A rational number is a real number that can be expressed in the form of fraction p/q, where both p and q are any integers. These integers can be either positive or negative. However, q cannot be equal to zero.

Since -5 can be expressed as the fraction -5/1, it is a rational number.

Opposite of rational number is irrational number that cannot be expressed in the form p/q. This means that irrational numbers can not be represented with absolute accuracy as decimal numbers with limited digits. Some example of irrational numbers are Pi, square root of 2, cube root of 3, and cube root of 11. Please note that irrational numbers cannot be expressed correctly as a fraction

A rational number is one that can be expressed in the form p/q where p and q are two integers.
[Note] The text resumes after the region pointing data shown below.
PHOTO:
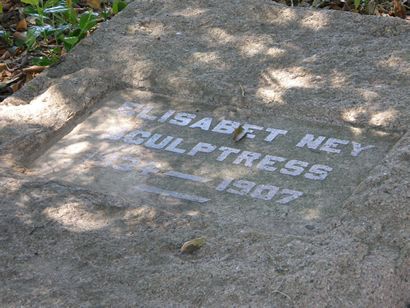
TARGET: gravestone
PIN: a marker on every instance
(117, 156)
(135, 147)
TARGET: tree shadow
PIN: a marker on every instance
(245, 56)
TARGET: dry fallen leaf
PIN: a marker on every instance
(34, 69)
(238, 134)
(22, 25)
(193, 245)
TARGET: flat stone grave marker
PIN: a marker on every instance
(139, 147)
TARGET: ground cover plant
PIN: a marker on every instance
(35, 34)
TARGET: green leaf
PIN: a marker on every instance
(31, 38)
(71, 16)
(118, 6)
(31, 2)
(87, 21)
(71, 40)
(55, 9)
(51, 3)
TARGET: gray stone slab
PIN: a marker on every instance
(85, 222)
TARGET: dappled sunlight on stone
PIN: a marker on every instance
(76, 218)
(315, 21)
(221, 36)
(189, 12)
(211, 59)
(383, 117)
(312, 214)
(372, 117)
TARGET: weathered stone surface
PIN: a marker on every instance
(74, 236)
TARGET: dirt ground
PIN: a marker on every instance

Now integers can be positive as well as negative.

An irrational number is one which cannot be written in the form p/q where p and q are integers. These include numbers like sqrt 5 among many others. It is not possible to find any set of p and q such that 5= p^2/ q^2. So sqrt 5 is an irrational number.

We can write -5 as -5/1 or in many other ways using only integers. Therefore -5 is a rational number.

-5 is a rational number.

A number is rational if it can be written as p/q , where p and q are integers, positive or negative.

- 5 = -5/1 or -10/2. etc where numerator and denominators are both integers.

2^(1/2) or sqrt5, 3^(2/3) etc are not integers as they cannot be completely (not approximately) expressed in the form of a fraction like p/q, where both p and q are integers.

sqrt9 or 9^(1/3) = 3 = 3/1 is in p/q form . So 9^(1/3) is rational.

sqrt(25/9) = (25/9)^(1/2) = 5/3 is in p/q form. So sqrt(25/9) is rational.